The Latency Numbers Engineers Quote Are Two Decades Old

Every working engineer has encountered some version of the list. L1 cache reference: 0.5 nanoseconds. Main memory access: 100 nanoseconds. SSD random read: 150 microseconds. The numbers circulate in onboarding docs, conference talks, and system design interviews as if they were physical constants, like the speed of light or the charge of an electron. They are not. They are a snapshot of hardware from around 2004, and building 2024 systems around them is a quiet form of technical malpractice.

The Origin and the Drift

The canonical version of these numbers is attributed to Jeff Dean of Google, who compiled them as a practical heuristic for distributed systems thinking. The intent was sound: give engineers an intuitive feel for the orders-of-magnitude differences between storage tiers. That intuition still has value. The specific numbers have not aged gracefully.

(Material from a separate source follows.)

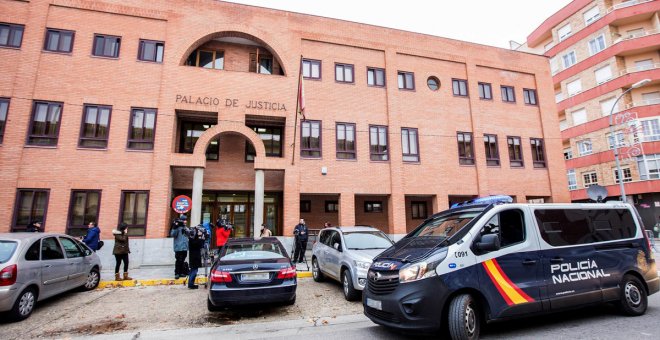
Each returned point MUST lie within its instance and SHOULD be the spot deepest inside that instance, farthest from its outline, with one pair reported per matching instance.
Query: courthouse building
(598, 50)
(111, 108)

Modern NVMe SSDs regularly achieve random read latencies under 100 microseconds, with high-end drives pushing below 20 microseconds. The original figure assumed SATA-era flash. Main memory latency figures similarly reflect DDR2-era DRAM. Contemporary DDR5 with well-tuned prefetching behaves differently enough to matter in latency-sensitive code paths. Network round trips within a single AWS availability zone routinely come in under 200 microseconds in practice, a figure that would have looked implausibly optimistic when Dean’s list was being photocopied.

None of this is secret information. Hardware vendors publish it. Benchmarking tools measure it. Yet the old numbers persist in slide decks and documentation with the authority of scripture.

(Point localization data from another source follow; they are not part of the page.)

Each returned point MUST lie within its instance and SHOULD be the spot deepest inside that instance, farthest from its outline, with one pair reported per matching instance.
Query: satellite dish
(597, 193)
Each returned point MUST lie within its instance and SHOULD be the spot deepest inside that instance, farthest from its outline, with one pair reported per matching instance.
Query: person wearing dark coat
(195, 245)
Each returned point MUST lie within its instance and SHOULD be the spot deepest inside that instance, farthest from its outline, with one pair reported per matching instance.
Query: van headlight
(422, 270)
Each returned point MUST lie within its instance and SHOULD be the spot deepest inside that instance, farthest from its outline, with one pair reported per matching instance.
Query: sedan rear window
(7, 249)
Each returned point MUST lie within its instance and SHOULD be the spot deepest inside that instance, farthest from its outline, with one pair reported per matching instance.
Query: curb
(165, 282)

Architecture Decisions Calcify Around Bad Data

This would be a minor academic annoyance if stale latency assumptions stayed in introductory materials. They don’t. They propagate into real design choices.

The classic argument for avoiding network calls in hot code paths was built on latency ratios that have shifted considerably. The case for aggressive in-process caching weakens when the “slow” alternative has gotten three to five times faster. Decisions about whether to colocate services, whether to use a remote cache versus a local one, whether a synchronous database call is acceptable inside a request handler: all of these hinge on latency estimates, and all of them can go quietly wrong when those estimates are two decades stale.

The deeper problem is that wrong numbers don’t announce themselves. An architecture built on outdated assumptions usually works. It just works worse than it should, and the gap between expected and actual performance gets rationalized away or blamed on application code rather than the model underneath.

The Interview Loop Keeps the Myth Alive

System design interviews are, at this point, the primary vector for transmitting these numbers to new engineers. Candidates are expected to recite approximate latency figures on demand, and interviewers who learned the numbers in 2008 are evaluating answers against a benchmark they’ve never updated.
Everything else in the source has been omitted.